To create UTF-8 files at your convenience – with or without Byte Order Mark – you need to know the following limitations of VBA:
1. The Print #1 command does not save in UTF-8, you would lose your Unicode characters
Example:
Open “c:\Temp\test.txt” For Output As #1
Print #1, “Ligne 1 : A very special Unicode character : Ж = D0 96”
2. The SavetoFile command from the “ADODB.Stream” object always creates a BOM “EF BB BF” on UTF-8 files! Do not search to much: there is no option to write a UTF-8 without BOM but we will give you a solution.
Knowing these two limitations will save you a lot of research.
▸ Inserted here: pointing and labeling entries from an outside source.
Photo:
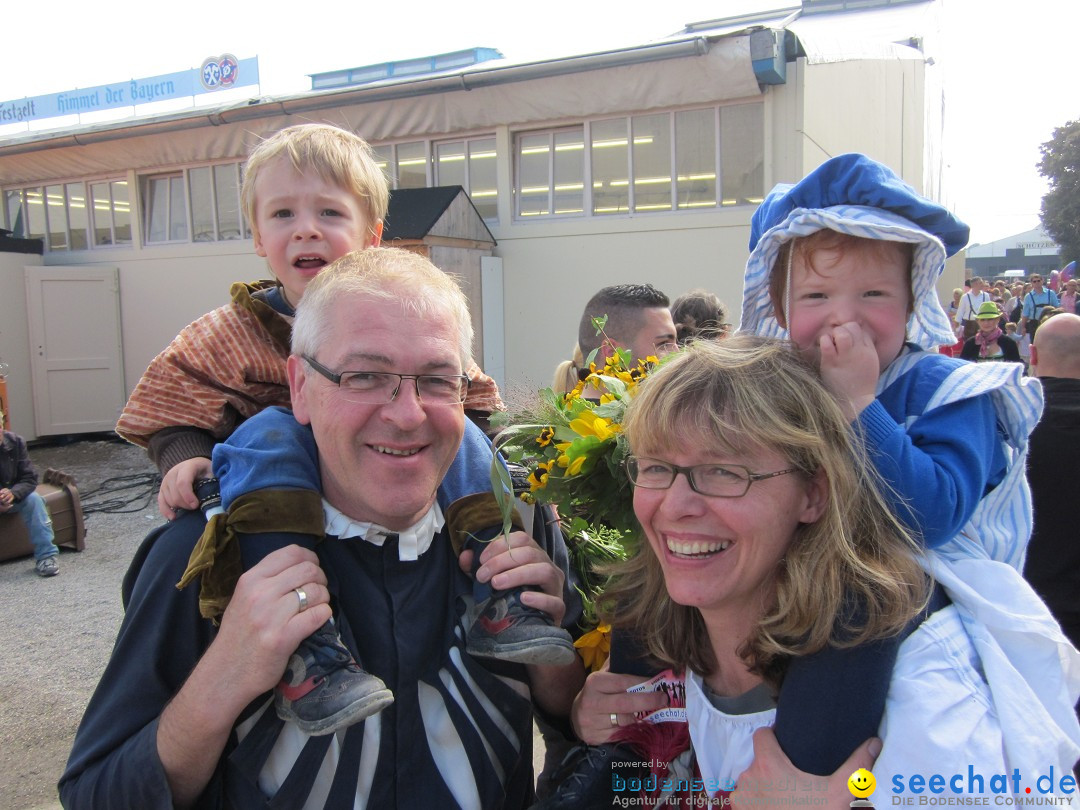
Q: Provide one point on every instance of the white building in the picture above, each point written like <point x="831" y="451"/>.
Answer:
<point x="642" y="164"/>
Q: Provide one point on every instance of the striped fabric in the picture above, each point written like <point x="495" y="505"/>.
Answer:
<point x="1033" y="671"/>
<point x="227" y="366"/>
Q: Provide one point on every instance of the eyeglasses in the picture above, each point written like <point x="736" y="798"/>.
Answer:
<point x="715" y="481"/>
<point x="379" y="388"/>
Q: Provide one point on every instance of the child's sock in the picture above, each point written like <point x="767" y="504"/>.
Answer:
<point x="504" y="628"/>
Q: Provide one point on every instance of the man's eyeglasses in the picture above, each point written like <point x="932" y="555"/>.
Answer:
<point x="716" y="481"/>
<point x="379" y="388"/>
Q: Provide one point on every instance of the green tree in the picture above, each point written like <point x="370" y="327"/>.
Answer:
<point x="1061" y="205"/>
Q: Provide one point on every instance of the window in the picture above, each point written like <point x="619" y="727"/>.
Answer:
<point x="70" y="216"/>
<point x="670" y="161"/>
<point x="551" y="173"/>
<point x="742" y="154"/>
<point x="165" y="208"/>
<point x="469" y="162"/>
<point x="201" y="204"/>
<point x="111" y="213"/>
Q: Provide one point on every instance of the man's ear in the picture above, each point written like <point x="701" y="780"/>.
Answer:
<point x="606" y="350"/>
<point x="817" y="498"/>
<point x="298" y="388"/>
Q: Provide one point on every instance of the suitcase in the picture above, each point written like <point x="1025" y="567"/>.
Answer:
<point x="65" y="510"/>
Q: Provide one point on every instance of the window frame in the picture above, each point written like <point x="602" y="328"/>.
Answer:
<point x="10" y="214"/>
<point x="590" y="169"/>
<point x="144" y="183"/>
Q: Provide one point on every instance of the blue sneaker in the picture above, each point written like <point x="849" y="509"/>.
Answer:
<point x="48" y="566"/>
<point x="324" y="690"/>
<point x="510" y="631"/>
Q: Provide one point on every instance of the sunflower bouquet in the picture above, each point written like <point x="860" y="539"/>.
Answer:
<point x="574" y="449"/>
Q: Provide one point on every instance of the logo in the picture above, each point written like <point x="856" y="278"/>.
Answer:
<point x="862" y="785"/>
<point x="219" y="72"/>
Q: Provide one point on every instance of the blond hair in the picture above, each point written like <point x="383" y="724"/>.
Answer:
<point x="828" y="241"/>
<point x="335" y="154"/>
<point x="387" y="274"/>
<point x="848" y="578"/>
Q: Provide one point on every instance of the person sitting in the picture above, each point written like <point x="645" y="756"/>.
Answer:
<point x="990" y="343"/>
<point x="18" y="496"/>
<point x="184" y="714"/>
<point x="767" y="541"/>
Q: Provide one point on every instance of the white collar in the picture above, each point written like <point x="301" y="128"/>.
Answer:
<point x="412" y="542"/>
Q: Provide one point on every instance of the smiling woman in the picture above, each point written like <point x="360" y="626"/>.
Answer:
<point x="767" y="542"/>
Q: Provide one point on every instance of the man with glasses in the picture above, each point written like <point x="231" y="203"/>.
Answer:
<point x="1035" y="302"/>
<point x="184" y="715"/>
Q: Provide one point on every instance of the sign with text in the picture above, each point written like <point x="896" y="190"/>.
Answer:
<point x="217" y="72"/>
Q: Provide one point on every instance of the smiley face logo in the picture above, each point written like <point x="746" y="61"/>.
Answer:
<point x="862" y="783"/>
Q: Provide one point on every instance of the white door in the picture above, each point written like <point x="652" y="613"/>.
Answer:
<point x="73" y="315"/>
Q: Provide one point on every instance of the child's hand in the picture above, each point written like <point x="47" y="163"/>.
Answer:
<point x="771" y="775"/>
<point x="178" y="486"/>
<point x="850" y="367"/>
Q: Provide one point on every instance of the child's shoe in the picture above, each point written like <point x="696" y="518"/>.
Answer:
<point x="510" y="631"/>
<point x="324" y="689"/>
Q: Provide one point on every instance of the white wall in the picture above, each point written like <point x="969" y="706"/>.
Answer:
<point x="162" y="289"/>
<point x="551" y="271"/>
<point x="551" y="268"/>
<point x="15" y="340"/>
Below is a sample code that allows you to create two files: on with a BOM “EF BB BF” and another without BOM.
Sub Create_UTF8()
Dim lStreamUTF8BOM, lStreamBinaireSansBOM As Object
Set lStreamUTF8BOM = CreateObject(“ADODB.Stream”)
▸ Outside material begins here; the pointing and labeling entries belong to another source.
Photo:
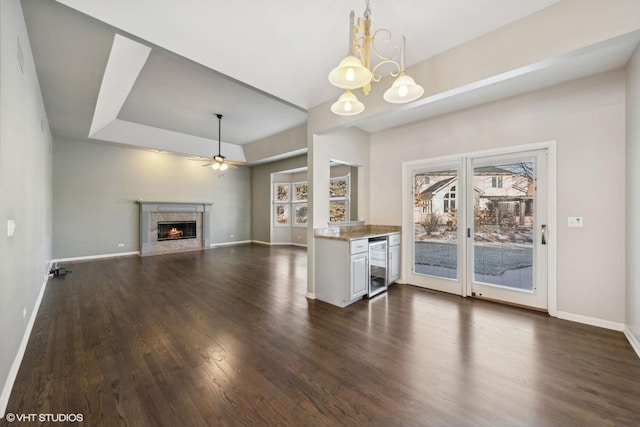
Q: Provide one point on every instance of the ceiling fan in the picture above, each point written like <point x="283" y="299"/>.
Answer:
<point x="219" y="162"/>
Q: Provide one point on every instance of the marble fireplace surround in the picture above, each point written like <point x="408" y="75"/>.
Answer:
<point x="152" y="212"/>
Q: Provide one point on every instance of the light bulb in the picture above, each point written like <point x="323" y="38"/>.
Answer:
<point x="351" y="74"/>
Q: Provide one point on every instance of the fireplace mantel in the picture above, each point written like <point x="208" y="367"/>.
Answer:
<point x="148" y="208"/>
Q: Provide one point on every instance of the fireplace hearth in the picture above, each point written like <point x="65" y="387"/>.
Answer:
<point x="176" y="230"/>
<point x="173" y="227"/>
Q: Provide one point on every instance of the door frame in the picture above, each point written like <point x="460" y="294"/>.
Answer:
<point x="552" y="234"/>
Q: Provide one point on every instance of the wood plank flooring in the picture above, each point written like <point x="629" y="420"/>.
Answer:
<point x="226" y="337"/>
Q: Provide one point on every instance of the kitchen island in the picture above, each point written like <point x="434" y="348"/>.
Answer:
<point x="357" y="261"/>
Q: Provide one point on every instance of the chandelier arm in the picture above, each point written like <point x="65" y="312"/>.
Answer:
<point x="377" y="77"/>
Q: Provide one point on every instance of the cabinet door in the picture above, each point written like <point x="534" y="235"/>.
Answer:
<point x="359" y="275"/>
<point x="394" y="263"/>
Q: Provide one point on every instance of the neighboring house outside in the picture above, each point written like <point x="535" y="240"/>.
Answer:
<point x="502" y="198"/>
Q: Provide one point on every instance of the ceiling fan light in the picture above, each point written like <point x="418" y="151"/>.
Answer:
<point x="404" y="89"/>
<point x="350" y="74"/>
<point x="347" y="105"/>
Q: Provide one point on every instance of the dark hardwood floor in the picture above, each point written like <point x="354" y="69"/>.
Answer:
<point x="227" y="337"/>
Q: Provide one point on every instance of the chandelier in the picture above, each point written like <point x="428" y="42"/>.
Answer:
<point x="356" y="71"/>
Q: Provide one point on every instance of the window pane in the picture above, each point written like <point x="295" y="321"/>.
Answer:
<point x="503" y="224"/>
<point x="436" y="224"/>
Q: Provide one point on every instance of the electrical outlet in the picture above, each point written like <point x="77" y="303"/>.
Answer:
<point x="575" y="221"/>
<point x="11" y="227"/>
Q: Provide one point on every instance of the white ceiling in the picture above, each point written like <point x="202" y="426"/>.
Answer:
<point x="260" y="64"/>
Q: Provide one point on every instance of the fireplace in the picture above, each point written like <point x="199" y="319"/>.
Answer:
<point x="176" y="230"/>
<point x="173" y="227"/>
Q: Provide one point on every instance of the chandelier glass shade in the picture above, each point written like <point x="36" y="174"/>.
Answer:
<point x="356" y="71"/>
<point x="347" y="104"/>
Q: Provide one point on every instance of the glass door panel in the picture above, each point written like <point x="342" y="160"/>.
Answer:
<point x="503" y="215"/>
<point x="436" y="252"/>
<point x="507" y="205"/>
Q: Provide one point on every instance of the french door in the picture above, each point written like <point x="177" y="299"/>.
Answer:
<point x="480" y="226"/>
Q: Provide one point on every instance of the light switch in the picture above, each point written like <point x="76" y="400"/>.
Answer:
<point x="575" y="221"/>
<point x="11" y="227"/>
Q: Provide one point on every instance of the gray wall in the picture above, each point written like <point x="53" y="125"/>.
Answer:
<point x="633" y="201"/>
<point x="587" y="119"/>
<point x="95" y="186"/>
<point x="261" y="194"/>
<point x="25" y="193"/>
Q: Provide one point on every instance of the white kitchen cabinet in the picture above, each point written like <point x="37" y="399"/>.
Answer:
<point x="359" y="277"/>
<point x="394" y="258"/>
<point x="342" y="270"/>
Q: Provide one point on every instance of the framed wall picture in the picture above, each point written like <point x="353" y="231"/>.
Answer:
<point x="339" y="187"/>
<point x="281" y="214"/>
<point x="281" y="192"/>
<point x="338" y="211"/>
<point x="300" y="214"/>
<point x="300" y="191"/>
Set lStreamBinaireSansBOM = CreateObject(“ADODB.Stream”)
‘We create the master Stream
lStreamUTF8BOM.Type = 2 ‘2 = Type Texte
lStreamUTF8BOM.Mode = 3 ‘3 = Mode Read and Write
lStreamUTF8BOM.Charset = “UTF-8” ‘Unicode UTF-8 format with BOM
lStreamUTF8BOM.Open
lStreamUTF8BOM.WriteText “Ligne 1 : A very special Unicode character : Ж = D0 96” & vbCrLf
lStreamUTF8BOM.WriteText “Ligne 2” & vbCrLf
‘saving as UTF-8 with BOM
lStreamUTF8BOM.SaveToFile “c:\Temp\UTF8withBOM.txt”, 2 ‘2 = overwrite
‘saving as UTF-8 without BOM
lStreamBinaireSansBOM.Type = 1 ‘1 = binary stream
lStreamBinaireSansBOM.Mode = 3 ‘3 = Mode Read and Write
lStreamBinaireSansBOM.Open
lStreamUTF8BOM.Position = 3
lStreamUTF8BOM.CopyTo lStreamBinaireSansBOM
lStreamBinaireSansBOM.SaveToFile “c:\Temp\UTF8withoutBOM.txt”, 2 ‘2 = overwrite
lStreamBinaireSansBOM.Flush
lStreamBinaireSansBOM.Close
lStreamUTF8BOM.Flush
lStreamUTF8BOM.Close
End Sub
To check the results, you can open the files in C:\TEMP\ using Powershell and the fhx command as shown in the previous section.
CONCLUSION
We have showed you how encoding works and what the UTF-8 revolution has brought.
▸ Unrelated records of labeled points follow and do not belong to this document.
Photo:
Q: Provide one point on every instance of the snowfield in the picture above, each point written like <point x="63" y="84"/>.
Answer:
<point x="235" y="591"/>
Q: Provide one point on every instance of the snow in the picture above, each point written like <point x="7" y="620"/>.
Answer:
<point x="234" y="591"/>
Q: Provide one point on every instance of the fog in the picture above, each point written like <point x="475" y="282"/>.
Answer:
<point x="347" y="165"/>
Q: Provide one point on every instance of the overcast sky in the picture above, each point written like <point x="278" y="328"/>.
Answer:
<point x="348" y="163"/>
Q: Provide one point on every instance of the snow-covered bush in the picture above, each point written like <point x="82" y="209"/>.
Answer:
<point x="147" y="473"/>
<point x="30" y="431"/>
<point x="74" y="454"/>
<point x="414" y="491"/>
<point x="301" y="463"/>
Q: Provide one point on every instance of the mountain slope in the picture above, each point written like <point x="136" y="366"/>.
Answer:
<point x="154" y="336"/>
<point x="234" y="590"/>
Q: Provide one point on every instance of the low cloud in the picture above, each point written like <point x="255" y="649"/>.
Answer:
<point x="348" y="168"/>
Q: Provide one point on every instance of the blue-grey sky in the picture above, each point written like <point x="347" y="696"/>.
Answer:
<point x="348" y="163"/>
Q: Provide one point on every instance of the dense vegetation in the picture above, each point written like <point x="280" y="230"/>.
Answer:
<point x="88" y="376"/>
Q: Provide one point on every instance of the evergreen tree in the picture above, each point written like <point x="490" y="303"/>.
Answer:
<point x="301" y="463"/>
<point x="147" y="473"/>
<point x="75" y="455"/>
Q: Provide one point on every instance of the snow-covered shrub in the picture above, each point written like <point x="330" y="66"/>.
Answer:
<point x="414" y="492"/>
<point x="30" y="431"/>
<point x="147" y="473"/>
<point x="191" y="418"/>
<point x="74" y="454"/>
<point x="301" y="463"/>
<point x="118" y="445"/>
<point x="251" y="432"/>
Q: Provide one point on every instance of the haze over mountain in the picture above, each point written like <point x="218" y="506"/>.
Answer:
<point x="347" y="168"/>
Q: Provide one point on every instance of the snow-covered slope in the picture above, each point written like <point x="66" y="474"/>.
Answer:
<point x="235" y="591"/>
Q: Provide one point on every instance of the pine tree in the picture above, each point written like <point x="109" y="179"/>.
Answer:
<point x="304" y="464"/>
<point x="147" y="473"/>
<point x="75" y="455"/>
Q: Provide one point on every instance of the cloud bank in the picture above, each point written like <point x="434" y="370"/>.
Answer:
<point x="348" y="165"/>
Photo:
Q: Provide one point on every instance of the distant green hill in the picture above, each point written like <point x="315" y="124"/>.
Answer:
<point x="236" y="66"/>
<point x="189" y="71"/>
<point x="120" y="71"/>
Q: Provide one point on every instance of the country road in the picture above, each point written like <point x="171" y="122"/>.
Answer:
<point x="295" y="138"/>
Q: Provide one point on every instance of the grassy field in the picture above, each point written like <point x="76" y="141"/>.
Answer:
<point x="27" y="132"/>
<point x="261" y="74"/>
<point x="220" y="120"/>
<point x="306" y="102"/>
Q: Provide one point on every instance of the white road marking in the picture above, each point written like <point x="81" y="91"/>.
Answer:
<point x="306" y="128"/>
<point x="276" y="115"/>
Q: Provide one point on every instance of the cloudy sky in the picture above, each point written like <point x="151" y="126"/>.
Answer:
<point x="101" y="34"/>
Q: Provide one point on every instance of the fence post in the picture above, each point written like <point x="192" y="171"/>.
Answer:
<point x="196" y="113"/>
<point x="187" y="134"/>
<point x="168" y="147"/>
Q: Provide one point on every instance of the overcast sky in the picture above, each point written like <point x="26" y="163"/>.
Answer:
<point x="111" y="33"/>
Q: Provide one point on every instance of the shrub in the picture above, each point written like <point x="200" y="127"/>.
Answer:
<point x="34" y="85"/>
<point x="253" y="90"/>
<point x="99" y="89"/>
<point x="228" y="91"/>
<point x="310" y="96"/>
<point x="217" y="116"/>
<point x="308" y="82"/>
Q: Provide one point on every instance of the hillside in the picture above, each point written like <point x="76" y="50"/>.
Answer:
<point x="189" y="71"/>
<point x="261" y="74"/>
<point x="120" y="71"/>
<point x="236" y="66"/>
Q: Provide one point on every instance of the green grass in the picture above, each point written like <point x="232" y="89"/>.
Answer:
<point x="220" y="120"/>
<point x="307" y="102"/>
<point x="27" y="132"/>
However encoding incompatibilities may persist between applications, so we have offered you some tools to check the format of your files as well as to consult the invisible Byte Order Mark. In addition, you now know how to create some UTF-8 files with or without BOM via VBA.
You now have all the tools to help diagnose your possible encoding issues and you can do it using only some standard tools!